Justino se unió a ella al lado de la tumba.
– Descansa en paz, Gervase -murmuró, esperando que el asesinado orfebre descansara realmente en paz. Entonces ofreció su brazo a Aldith y se pusieron en camino-. Necesito tu consejo, Aldith. Quiero comprarle algo a Nell para darle las gracias por cuidar de mi perro mientras he estado fuera.
– Lo haré encantada, pero si me lo permites, puedo hacer algo más. Me gustaría ayudarte a arreglar una pelea de enamorados. -Notó su repentina tensión en los músculos del brazo, debajo de la mano de ella, y le dijo con voz apresurada-: Espera, Justino, escúchame hasta el final. Lucas me ha contado que tu relación con una de las damas de la reina está pasando por un mal momento, y yo quisiera…

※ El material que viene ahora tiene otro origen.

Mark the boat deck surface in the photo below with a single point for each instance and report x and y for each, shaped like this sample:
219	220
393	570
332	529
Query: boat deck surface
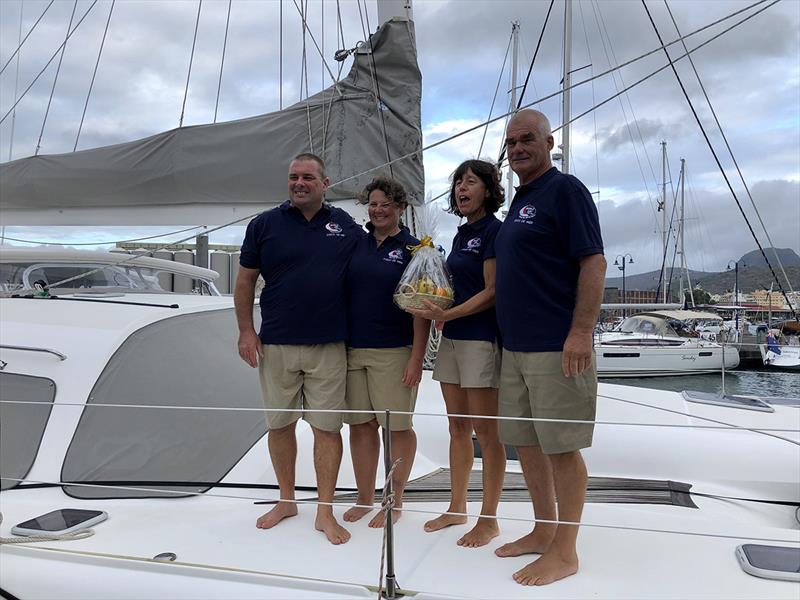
221	554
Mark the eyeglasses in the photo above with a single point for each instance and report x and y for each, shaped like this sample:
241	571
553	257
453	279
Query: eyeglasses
525	140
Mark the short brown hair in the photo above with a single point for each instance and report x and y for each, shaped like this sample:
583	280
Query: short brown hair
315	158
393	189
489	175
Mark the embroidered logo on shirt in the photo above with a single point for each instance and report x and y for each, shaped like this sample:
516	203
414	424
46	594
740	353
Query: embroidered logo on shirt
473	245
334	229
526	214
395	256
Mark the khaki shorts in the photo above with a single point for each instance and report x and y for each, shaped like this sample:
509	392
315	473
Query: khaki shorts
533	385
468	363
375	382
304	376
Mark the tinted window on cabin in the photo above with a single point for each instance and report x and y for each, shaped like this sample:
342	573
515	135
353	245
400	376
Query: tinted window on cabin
22	425
183	361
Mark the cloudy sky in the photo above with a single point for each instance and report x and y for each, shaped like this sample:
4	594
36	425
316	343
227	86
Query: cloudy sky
751	75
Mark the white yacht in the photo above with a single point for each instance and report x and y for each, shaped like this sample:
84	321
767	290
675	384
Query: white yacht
661	343
783	350
92	273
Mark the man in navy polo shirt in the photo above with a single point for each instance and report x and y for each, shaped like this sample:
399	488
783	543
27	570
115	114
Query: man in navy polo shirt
550	278
301	248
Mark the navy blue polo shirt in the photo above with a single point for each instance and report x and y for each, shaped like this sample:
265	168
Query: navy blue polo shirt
374	320
552	223
473	244
304	265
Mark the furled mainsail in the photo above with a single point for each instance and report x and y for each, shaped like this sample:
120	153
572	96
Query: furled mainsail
213	173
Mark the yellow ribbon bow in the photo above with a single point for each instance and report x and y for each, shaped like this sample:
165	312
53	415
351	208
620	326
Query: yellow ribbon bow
426	241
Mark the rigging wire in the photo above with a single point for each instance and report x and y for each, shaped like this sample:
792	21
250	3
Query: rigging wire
594	99
222	62
601	28
16	89
722	170
527	77
35	79
55	79
304	73
376	88
575	85
627	97
30	31
496	91
94	74
326	111
191	60
314	41
733	158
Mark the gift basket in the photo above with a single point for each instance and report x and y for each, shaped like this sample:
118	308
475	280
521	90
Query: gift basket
426	278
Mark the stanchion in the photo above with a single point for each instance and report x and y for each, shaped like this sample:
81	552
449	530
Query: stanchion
391	583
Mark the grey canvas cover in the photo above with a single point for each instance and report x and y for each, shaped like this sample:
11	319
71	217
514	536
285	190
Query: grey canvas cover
244	162
22	425
183	361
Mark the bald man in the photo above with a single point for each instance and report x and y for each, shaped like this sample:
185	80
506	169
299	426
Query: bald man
549	285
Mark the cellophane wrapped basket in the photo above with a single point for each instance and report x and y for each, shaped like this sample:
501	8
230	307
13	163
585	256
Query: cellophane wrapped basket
426	278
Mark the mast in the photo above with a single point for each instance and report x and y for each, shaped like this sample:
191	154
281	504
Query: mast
388	9
514	61
565	96
684	265
664	220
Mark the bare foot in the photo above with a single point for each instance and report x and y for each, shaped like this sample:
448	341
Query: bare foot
279	512
327	524
536	542
484	532
354	514
547	569
379	520
443	521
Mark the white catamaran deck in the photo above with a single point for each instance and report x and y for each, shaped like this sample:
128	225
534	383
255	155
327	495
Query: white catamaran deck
635	542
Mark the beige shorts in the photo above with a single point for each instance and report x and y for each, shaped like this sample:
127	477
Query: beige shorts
375	382
533	385
304	376
468	363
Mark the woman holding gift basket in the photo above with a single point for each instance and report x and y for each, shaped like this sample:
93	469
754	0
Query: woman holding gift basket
468	361
386	346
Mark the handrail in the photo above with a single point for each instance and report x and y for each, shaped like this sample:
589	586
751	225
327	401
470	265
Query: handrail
60	355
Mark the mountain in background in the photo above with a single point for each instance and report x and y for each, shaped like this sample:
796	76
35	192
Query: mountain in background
753	275
787	256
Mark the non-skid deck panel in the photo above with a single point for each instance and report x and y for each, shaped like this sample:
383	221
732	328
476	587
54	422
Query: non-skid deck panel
435	487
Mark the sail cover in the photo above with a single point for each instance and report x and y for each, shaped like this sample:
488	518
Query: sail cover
210	174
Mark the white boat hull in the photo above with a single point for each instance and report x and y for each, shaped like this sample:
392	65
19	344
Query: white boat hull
789	358
655	361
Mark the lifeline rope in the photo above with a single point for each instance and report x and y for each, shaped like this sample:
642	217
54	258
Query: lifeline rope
387	505
28	539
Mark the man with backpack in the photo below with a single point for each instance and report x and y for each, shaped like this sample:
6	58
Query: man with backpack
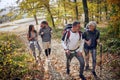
45	33
91	37
72	43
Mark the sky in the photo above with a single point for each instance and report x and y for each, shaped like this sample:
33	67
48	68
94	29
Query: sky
7	3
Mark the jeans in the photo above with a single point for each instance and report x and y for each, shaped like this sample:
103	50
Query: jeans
93	52
34	44
80	59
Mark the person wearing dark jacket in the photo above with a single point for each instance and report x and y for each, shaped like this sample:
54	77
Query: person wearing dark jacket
45	33
91	37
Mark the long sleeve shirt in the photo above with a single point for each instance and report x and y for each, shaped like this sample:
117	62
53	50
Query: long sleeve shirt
75	41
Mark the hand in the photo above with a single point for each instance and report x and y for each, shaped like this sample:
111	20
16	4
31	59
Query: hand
42	33
88	42
80	54
67	52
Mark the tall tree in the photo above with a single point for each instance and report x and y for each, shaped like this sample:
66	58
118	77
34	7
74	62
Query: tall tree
47	6
85	7
65	12
29	6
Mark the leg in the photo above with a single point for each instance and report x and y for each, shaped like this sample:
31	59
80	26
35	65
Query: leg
49	47
46	52
69	58
45	48
94	61
39	48
86	58
80	58
93	52
49	50
32	47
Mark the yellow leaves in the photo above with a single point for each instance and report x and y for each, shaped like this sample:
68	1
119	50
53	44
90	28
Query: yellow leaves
113	1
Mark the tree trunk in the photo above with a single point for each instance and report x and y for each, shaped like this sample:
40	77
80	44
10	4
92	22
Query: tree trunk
97	11
106	10
65	13
36	20
76	9
52	19
85	7
100	13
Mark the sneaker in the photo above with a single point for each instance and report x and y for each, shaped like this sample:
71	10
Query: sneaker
94	73
82	77
68	71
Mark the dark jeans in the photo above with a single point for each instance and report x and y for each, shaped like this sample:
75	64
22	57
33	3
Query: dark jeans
32	47
80	59
93	52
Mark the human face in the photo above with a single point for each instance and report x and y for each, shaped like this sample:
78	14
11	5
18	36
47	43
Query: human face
91	28
76	28
33	28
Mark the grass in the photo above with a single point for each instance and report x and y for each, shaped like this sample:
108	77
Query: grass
14	63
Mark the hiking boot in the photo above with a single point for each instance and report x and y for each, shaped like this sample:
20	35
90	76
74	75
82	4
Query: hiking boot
82	77
68	71
94	73
87	68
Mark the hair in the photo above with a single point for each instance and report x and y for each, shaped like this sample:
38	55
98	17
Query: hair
44	22
75	23
30	29
93	23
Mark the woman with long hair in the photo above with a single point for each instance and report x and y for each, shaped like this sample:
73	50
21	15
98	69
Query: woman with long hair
33	41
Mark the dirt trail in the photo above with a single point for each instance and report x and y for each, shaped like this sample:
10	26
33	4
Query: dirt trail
55	66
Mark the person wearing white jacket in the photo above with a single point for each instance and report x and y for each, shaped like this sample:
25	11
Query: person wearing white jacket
72	43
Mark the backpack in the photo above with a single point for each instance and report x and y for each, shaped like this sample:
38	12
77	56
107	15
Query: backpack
67	27
67	31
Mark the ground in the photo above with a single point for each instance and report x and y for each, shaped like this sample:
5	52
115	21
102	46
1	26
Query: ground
55	66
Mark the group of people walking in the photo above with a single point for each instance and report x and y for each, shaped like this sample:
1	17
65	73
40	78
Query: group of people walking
45	33
73	41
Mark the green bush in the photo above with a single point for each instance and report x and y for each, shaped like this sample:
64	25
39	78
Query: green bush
13	63
112	45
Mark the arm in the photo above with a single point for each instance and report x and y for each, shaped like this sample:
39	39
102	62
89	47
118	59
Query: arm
64	41
29	38
81	44
41	32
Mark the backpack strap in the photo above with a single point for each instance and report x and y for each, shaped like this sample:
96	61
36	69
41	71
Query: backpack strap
80	34
68	34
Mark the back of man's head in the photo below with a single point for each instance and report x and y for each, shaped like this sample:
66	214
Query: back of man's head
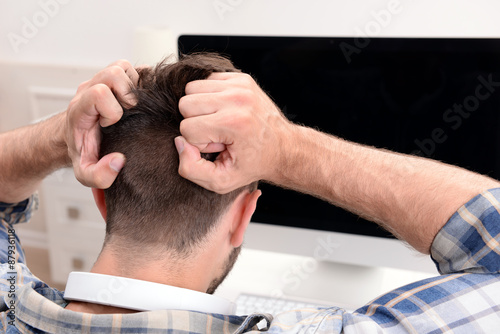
150	206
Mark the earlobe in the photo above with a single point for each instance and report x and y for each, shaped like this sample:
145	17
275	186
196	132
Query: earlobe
100	201
248	208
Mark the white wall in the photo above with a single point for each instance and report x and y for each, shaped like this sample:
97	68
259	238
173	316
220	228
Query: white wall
96	32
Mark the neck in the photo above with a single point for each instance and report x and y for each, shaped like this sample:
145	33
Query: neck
194	274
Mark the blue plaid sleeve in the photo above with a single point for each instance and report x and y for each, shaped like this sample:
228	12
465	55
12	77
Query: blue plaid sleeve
470	241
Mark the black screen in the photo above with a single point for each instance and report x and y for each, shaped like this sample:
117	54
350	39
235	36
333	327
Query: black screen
436	98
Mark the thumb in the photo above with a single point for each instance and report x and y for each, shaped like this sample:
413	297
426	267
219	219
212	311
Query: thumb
196	169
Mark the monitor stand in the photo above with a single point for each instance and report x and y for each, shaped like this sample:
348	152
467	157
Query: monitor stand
298	277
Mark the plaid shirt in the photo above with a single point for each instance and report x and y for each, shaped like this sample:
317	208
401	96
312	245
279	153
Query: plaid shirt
464	299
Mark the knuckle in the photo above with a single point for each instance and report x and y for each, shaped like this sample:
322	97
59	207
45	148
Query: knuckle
83	86
184	106
122	63
114	71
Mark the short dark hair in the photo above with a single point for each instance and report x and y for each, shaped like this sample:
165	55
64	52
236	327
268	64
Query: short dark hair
150	204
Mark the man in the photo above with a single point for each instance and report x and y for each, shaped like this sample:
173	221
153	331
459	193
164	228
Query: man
161	227
442	210
169	243
413	197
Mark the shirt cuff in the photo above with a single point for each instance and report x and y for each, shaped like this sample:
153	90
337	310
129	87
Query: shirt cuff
18	212
470	240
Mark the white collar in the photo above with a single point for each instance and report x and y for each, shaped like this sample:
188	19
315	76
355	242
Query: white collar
141	295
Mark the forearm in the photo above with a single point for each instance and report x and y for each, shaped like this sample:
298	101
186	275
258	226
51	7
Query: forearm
412	197
29	154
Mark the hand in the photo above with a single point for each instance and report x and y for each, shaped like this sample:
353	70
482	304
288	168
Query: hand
229	113
94	104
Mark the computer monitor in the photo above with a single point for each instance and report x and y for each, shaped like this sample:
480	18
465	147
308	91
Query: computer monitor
433	97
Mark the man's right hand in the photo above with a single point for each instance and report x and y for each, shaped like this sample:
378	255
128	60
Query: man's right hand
94	104
229	113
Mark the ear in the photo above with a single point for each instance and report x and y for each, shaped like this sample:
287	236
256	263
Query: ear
100	201
247	203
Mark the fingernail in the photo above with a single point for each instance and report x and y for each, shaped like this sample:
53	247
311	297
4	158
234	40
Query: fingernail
117	163
179	144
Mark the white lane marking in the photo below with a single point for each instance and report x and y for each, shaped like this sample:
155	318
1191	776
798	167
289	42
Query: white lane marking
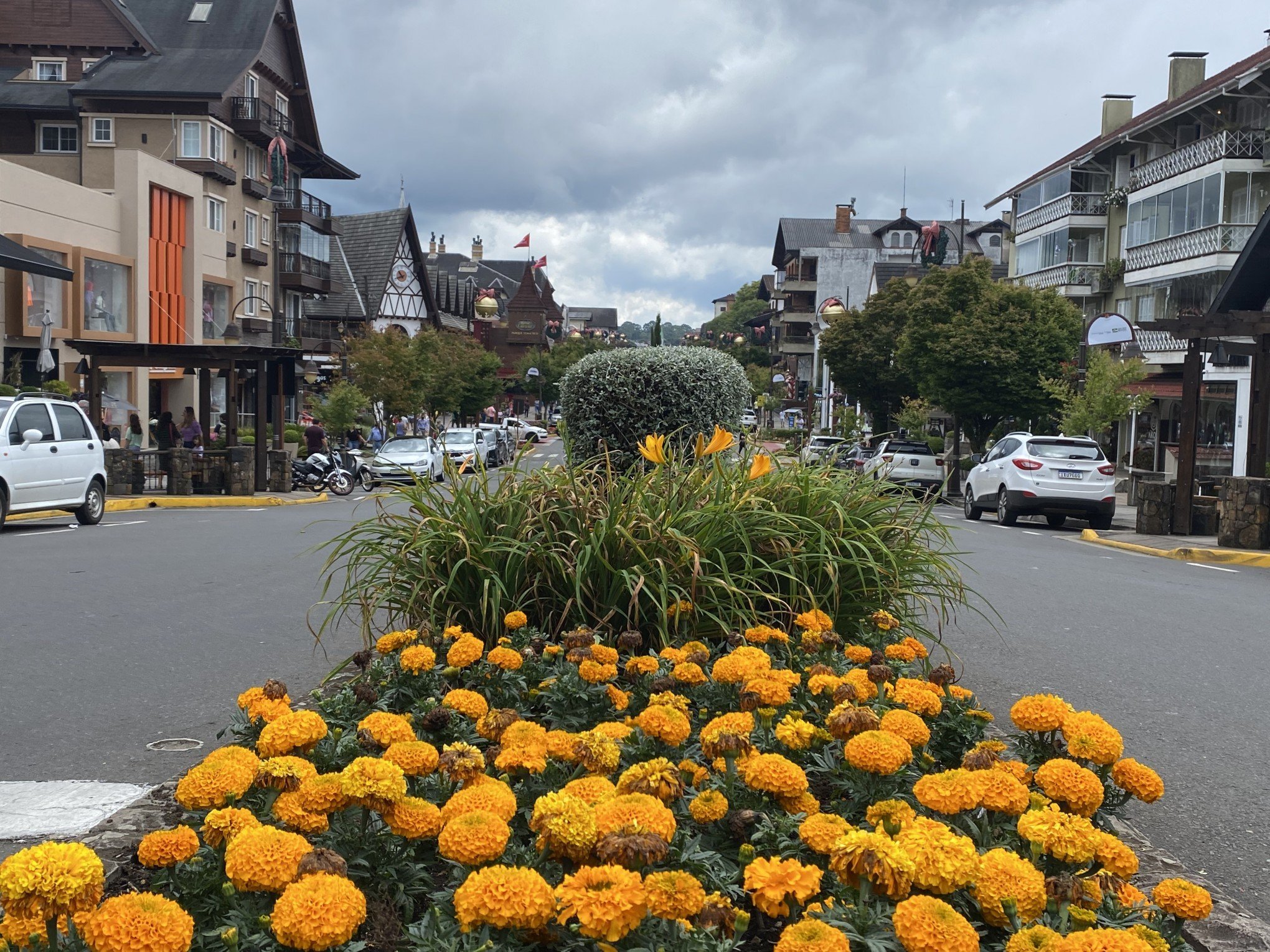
31	809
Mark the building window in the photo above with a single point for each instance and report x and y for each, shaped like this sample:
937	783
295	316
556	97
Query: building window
59	139
50	70
216	310
192	140
46	294
215	213
107	296
215	142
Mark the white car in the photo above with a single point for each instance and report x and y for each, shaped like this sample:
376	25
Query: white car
50	459
821	450
1051	477
906	462
525	431
466	449
403	459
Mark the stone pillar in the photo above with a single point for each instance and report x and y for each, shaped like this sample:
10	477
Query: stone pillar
118	472
181	480
1244	512
242	471
280	471
1156	508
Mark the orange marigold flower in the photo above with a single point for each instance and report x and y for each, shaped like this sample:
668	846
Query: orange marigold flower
1137	780
167	847
265	859
606	900
771	882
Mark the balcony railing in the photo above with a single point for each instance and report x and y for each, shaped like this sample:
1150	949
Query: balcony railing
1216	239
1063	206
1063	276
252	110
296	263
303	201
1225	145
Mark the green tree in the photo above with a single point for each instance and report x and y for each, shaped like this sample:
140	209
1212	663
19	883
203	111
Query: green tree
1106	398
860	348
979	348
387	367
341	408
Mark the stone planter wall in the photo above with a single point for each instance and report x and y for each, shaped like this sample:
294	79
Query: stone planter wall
280	471
1156	508
1244	508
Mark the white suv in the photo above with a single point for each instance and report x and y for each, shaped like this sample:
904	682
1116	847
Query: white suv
1051	477
50	459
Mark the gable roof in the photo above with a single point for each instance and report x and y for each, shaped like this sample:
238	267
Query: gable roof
1232	77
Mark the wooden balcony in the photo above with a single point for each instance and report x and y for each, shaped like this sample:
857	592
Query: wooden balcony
303	208
257	121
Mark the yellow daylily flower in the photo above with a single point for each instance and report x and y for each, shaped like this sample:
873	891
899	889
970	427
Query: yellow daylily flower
653	449
720	441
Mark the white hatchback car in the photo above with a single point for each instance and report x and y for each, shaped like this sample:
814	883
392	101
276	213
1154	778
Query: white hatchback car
50	459
1051	477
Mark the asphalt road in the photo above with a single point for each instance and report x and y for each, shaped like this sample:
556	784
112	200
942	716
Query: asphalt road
1172	654
148	626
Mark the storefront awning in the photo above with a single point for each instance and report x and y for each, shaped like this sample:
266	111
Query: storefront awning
23	259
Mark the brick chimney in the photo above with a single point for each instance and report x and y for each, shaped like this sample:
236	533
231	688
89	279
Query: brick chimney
1185	73
1117	111
842	217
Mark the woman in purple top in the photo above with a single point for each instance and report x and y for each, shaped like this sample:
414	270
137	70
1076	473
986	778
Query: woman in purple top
189	428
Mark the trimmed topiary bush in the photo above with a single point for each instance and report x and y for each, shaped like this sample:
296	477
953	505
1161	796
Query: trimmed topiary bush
613	399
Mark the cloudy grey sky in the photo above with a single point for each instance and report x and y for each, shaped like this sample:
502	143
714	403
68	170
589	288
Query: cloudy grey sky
651	147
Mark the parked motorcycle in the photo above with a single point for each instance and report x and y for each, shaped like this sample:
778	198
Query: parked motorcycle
319	471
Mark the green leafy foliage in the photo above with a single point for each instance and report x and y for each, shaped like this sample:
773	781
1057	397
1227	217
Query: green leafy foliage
613	400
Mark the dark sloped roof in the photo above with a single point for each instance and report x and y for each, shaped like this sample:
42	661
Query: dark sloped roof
1210	88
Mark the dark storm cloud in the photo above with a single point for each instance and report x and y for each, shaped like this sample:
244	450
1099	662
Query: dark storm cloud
651	147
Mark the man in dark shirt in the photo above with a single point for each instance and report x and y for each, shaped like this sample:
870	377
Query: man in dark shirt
315	438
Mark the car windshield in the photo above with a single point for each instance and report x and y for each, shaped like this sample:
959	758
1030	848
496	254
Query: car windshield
1063	450
908	447
410	445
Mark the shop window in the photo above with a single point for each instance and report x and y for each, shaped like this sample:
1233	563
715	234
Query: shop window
107	297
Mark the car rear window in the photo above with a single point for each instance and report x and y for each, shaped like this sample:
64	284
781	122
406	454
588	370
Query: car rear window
911	449
1063	450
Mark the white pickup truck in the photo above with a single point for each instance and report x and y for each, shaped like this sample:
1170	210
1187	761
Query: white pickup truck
906	462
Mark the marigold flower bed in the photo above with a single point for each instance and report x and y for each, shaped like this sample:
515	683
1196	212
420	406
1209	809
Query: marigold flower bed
807	791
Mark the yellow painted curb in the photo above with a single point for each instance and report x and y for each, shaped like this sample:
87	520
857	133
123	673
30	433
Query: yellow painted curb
1232	556
138	503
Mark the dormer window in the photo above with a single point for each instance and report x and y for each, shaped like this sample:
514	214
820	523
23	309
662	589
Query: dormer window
49	70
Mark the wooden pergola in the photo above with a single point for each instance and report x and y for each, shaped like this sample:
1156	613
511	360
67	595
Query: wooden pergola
261	362
1239	310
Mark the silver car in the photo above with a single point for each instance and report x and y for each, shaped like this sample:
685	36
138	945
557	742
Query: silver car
405	459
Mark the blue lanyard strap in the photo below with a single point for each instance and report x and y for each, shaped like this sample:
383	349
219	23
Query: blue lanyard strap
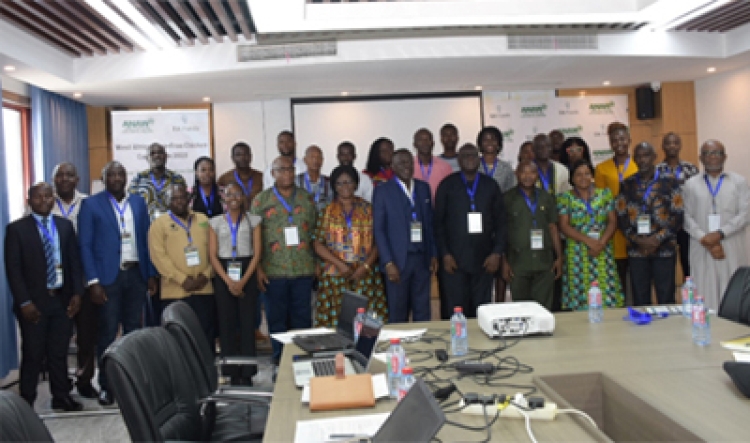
50	233
120	210
429	170
624	170
714	192
245	188
182	225
490	172
308	186
67	213
287	206
233	228
532	205
648	189
208	202
471	191
412	198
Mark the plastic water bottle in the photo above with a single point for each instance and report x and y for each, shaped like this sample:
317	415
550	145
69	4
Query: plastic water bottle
459	333
701	323
688	294
407	381
359	319
595	303
396	360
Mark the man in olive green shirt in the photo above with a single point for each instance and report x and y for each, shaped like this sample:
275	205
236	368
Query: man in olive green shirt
530	265
287	265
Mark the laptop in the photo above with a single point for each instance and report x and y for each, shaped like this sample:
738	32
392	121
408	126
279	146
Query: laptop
343	338
357	360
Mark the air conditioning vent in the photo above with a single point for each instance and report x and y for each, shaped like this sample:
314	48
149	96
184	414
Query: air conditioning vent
553	42
246	53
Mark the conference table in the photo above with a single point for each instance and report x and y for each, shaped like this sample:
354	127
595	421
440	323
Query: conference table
639	383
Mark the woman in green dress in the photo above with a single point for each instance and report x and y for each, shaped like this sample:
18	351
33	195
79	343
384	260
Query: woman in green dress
344	240
588	220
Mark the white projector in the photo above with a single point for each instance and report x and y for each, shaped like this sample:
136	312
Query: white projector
515	319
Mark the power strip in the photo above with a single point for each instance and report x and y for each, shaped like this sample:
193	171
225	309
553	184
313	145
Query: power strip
548	412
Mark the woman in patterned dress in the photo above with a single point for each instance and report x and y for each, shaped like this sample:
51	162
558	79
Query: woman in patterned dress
588	219
343	238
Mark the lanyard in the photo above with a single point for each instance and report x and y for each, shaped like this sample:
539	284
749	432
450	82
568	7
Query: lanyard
288	207
120	210
208	202
490	172
411	197
67	213
648	190
546	178
714	192
249	187
429	170
233	228
471	191
532	205
49	233
182	225
160	186
624	170
589	209
308	186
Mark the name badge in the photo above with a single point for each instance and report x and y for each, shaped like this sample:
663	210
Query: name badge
537	239
234	271
474	222
291	236
191	256
714	222
644	225
416	232
127	246
58	275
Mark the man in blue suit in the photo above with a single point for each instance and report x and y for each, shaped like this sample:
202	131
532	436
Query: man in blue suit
406	244
113	229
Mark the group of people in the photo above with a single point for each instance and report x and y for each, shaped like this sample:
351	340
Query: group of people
291	240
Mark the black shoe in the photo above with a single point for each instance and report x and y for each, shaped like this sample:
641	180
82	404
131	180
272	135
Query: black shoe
66	404
105	398
87	391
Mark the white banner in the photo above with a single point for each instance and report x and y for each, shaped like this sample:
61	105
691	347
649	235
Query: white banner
522	115
185	134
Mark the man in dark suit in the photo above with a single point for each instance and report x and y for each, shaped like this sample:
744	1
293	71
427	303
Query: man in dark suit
44	274
113	228
470	234
406	244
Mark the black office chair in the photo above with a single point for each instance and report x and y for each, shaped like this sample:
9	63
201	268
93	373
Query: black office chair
735	305
158	396
19	422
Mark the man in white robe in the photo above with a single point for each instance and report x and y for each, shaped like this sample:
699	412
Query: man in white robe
717	213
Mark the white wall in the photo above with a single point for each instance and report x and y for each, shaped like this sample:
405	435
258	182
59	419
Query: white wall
256	123
722	105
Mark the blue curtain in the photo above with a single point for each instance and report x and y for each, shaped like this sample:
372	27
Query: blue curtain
59	132
8	341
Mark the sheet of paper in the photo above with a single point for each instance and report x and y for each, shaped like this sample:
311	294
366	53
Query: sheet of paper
309	431
286	337
404	334
379	388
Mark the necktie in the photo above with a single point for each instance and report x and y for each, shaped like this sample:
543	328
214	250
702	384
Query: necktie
49	254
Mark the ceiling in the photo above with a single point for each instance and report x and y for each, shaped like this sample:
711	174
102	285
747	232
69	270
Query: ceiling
151	52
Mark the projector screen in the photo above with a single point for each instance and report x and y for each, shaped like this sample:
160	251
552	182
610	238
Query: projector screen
326	123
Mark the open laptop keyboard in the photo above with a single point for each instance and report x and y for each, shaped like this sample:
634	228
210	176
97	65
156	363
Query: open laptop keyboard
322	368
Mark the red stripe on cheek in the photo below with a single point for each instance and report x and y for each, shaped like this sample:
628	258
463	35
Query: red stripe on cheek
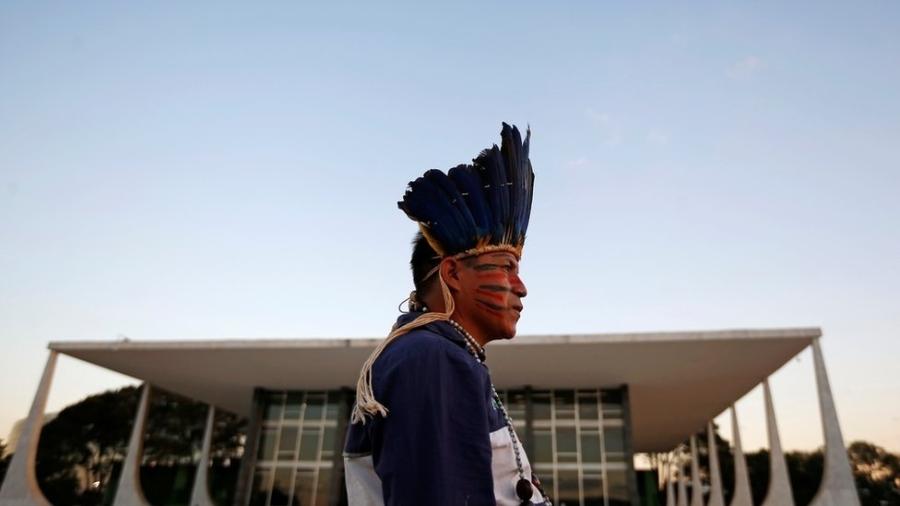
488	309
495	276
500	297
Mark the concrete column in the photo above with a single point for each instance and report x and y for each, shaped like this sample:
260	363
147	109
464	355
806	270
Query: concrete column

– ¿Una de las damas de la reina? -dijo Justino receloso e incrédulo-, ¿Cómo demonios se ha enterado Lucas de eso?
– Por Nell. Estaban echando un trago en la taberna después del arresto del Flamenco, cotilleando y bromeando sobre cómo tú habías echado a Lucas de casa porque ibas a llevar a ella a una mujer para que compartiera tu cama. Tenían todos mucha curiosidad, como es natural, y alguien sugirió, medio en broma, que Nell debía invitarte a ti y a la joven a uniros al jolgorio, y de esa manera poder echarle a ella una ojeada. Nell contestó, a su vez, de forma tajante: «Es demasiado noble para compañía como la nuestra», y una vez que los demás se dieron cuenta de que sabía algo, no la dejaron en paz hasta que les dijo que «una dama muy elegante» te había visitado después de que te dieran aquella puñalada, y que venía escoltada por uno de los caballeros de la reina.